Bientôt plus de transparence dans la gestion des immeubles par les syndics.
Bientôt plus de transparence dans la gestion des immeubles par les syndics. - © Tous droits réservés

Pendant des années, le métier de syndic, chargé de la gestion de copropriété a souffert d'une très mauvaise réputation, à cause, notamment, des commissions occultes versées au syndic. Concrètement, ce dernier touche une commission -à l'insu des copropriétaires- de la part d'un fournisseur de mazout, d'un entrepreneur, d'un expert… Et plus généralement de n'importe quel fournisseur de services. Une pratique de pillage des copropriétaires, qui fausse le marché des honoraires des syndics.

Pour afficher des tarifs moins élevés

Parce que toucher des commissions occultes, consiste à se rémunérer de manière déguisée. Ce qui permet d'afficher des tarifs officiels plus attractifs. Yves Van Ermen, ancien président de l'institut professionnel des agents immobiliers, institut chargé du respect de la déontologie dans le métier, reconnaît la réalité du problème : "Ce genre de personnage qui touche des commissions, peut ainsi présenter des honoraires plus réduits et encourager les propriétaires à le choisir plutôt qu’un autre. Cela ne signifie pas que tous ceux qui travaillent avec des bas prix prennent des commissions, mais il faut être réaliste, et se rendre compte que le syndic doit vivre de ses honoraires, et que pour des honoraires vraiment très bas, il faut être attentif."

Il y a eu, depuis 2015, un grand nettoyage dans la profession.
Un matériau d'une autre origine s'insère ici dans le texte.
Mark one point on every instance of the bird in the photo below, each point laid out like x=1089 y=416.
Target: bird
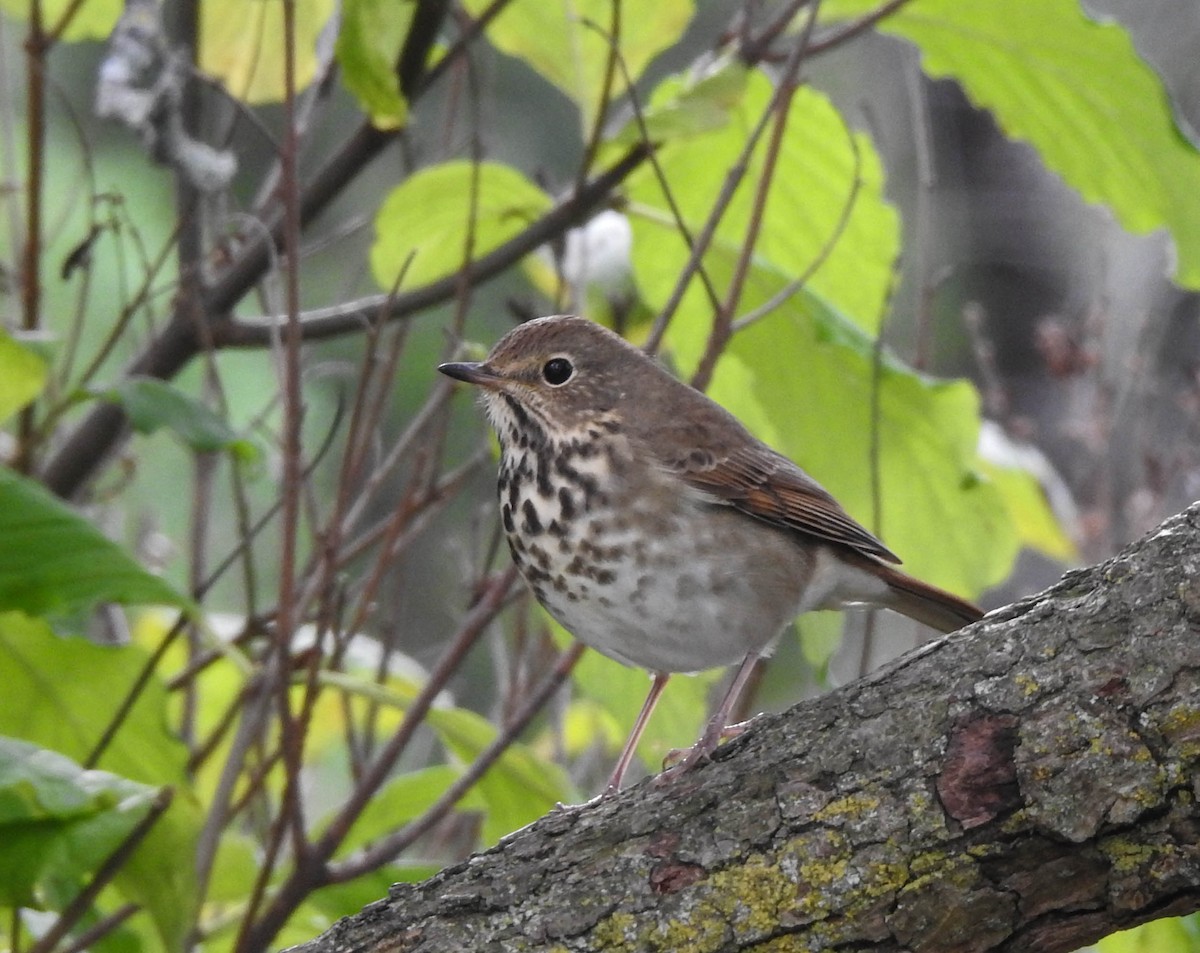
x=655 y=528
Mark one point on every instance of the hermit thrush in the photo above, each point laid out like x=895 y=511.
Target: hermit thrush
x=654 y=527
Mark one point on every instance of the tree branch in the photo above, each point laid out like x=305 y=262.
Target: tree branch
x=1026 y=784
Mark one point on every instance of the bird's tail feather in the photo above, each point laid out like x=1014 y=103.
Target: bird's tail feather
x=927 y=604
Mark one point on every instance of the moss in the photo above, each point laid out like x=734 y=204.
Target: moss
x=1181 y=727
x=853 y=807
x=753 y=898
x=616 y=931
x=1129 y=856
x=1027 y=684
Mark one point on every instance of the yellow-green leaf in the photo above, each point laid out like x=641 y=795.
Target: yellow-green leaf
x=241 y=45
x=22 y=376
x=69 y=715
x=822 y=169
x=369 y=45
x=1032 y=517
x=570 y=42
x=432 y=222
x=1077 y=91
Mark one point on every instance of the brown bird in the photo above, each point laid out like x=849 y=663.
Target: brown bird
x=655 y=527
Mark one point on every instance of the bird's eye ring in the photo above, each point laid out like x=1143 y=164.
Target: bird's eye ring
x=557 y=371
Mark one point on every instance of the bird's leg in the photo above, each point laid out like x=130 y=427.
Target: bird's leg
x=643 y=717
x=717 y=730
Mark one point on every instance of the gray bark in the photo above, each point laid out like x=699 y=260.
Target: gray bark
x=1026 y=784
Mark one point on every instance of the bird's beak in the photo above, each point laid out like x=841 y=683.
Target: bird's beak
x=472 y=373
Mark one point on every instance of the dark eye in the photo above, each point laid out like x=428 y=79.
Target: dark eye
x=557 y=371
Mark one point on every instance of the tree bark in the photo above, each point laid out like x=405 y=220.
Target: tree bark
x=1025 y=784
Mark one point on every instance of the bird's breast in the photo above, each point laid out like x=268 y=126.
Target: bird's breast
x=637 y=564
Les poursuites aux pénal ont été étendues et toutes les personnes poursuivies ont été radiées. De même que les fournisseurs de mazout ou les entrepreneurs concernés pour corruption privée.

Mais les commissions occultes n’ont pas disparu pour autant. Des dossiers sont toujours en cour commente Yves Van Ermen : "Ces pratiques sont en train de disparaître, mais elles existent toujours, il ne faut pas être naïf, car sinon, elles vont revenir tout aussi vite. Il faut donc continuer les contrôles".
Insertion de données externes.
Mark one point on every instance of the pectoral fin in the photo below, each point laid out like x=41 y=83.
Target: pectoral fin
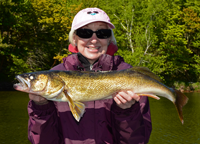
x=77 y=108
x=150 y=95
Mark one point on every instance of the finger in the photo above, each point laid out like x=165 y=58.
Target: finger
x=122 y=98
x=133 y=95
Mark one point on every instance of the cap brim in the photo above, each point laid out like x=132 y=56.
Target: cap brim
x=77 y=26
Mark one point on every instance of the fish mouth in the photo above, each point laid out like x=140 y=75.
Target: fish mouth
x=23 y=84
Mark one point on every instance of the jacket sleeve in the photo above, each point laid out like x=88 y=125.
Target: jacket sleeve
x=44 y=125
x=132 y=125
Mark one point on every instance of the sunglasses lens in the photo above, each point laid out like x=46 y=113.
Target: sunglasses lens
x=84 y=33
x=103 y=33
x=87 y=33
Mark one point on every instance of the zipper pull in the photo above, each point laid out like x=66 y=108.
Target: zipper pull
x=91 y=66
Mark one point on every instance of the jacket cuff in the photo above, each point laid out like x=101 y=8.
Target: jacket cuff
x=125 y=112
x=32 y=104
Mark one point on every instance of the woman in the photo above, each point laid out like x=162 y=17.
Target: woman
x=123 y=119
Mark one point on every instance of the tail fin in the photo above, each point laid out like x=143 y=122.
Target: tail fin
x=181 y=100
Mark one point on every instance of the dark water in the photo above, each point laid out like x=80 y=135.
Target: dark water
x=167 y=128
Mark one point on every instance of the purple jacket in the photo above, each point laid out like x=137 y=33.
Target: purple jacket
x=103 y=122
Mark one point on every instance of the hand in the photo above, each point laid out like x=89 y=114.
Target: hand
x=125 y=99
x=38 y=99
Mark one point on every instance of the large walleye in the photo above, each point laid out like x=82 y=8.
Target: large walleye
x=76 y=87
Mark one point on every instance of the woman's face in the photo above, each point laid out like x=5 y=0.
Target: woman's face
x=92 y=48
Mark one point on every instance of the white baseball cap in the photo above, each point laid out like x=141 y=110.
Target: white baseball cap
x=90 y=15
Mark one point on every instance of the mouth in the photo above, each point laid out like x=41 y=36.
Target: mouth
x=94 y=48
x=22 y=85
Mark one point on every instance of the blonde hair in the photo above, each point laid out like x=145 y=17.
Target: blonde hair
x=72 y=33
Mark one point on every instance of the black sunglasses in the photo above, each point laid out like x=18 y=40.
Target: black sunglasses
x=87 y=33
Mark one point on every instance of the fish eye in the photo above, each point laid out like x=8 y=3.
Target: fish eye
x=31 y=77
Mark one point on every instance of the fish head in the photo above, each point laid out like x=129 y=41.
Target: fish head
x=31 y=82
x=44 y=83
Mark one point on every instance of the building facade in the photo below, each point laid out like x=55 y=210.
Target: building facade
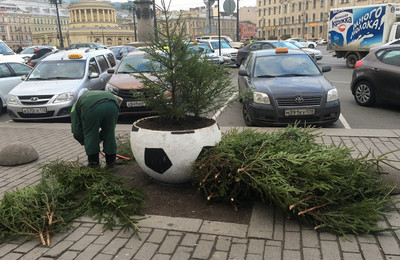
x=306 y=19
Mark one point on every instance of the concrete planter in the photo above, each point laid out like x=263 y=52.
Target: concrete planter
x=168 y=156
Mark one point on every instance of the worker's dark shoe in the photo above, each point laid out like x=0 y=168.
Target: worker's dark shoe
x=110 y=161
x=93 y=160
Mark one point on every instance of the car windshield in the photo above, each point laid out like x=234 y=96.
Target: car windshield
x=285 y=66
x=4 y=49
x=200 y=48
x=115 y=50
x=285 y=44
x=298 y=45
x=64 y=69
x=28 y=51
x=132 y=63
x=224 y=45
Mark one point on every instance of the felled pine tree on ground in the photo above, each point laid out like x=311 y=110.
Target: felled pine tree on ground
x=320 y=185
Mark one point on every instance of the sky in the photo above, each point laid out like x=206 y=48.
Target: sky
x=186 y=4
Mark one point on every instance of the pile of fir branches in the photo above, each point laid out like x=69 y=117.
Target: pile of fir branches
x=67 y=191
x=321 y=185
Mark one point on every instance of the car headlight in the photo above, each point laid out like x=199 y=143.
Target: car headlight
x=112 y=88
x=332 y=95
x=261 y=98
x=12 y=100
x=64 y=97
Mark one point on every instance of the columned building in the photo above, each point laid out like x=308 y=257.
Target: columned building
x=96 y=21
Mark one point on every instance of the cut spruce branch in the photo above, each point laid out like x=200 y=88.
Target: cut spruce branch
x=67 y=191
x=321 y=185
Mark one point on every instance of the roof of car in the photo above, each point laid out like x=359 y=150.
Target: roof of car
x=271 y=52
x=86 y=53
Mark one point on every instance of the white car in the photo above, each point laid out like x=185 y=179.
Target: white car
x=8 y=55
x=10 y=77
x=304 y=43
x=227 y=52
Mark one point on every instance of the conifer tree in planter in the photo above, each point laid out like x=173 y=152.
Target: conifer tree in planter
x=183 y=89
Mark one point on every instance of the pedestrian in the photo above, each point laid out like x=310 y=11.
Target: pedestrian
x=92 y=111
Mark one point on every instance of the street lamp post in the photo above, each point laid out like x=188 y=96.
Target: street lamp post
x=133 y=9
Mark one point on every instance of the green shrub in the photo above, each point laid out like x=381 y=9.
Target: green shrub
x=321 y=185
Une nouvelle loi avant la fin de l’année

Des contrôles qui restent compliqués, puisque ces commissions se font sous le manteau et que prouver un fait de corruption devant un tribunal est souvent difficile. Raison pour laquelle une nouvelle loi sur la copropriété est en cours de gestation. Elle devrait entrer en vigueur à la fin de l'année. Le texte va dans le sens de la transparence des honoraires. Tout devra être fixé, défini dans un contrat, et toutes les commissions supplémentaires devront faire l'objet d'un accord. Le reste sera, automatiquement considéré comme commission occulte. Cette transparence ira aussi dans le sens d'une meilleure lisibilité des honoraires pour les copropriétaires. Ce qui ne pourrait pas faire de tort.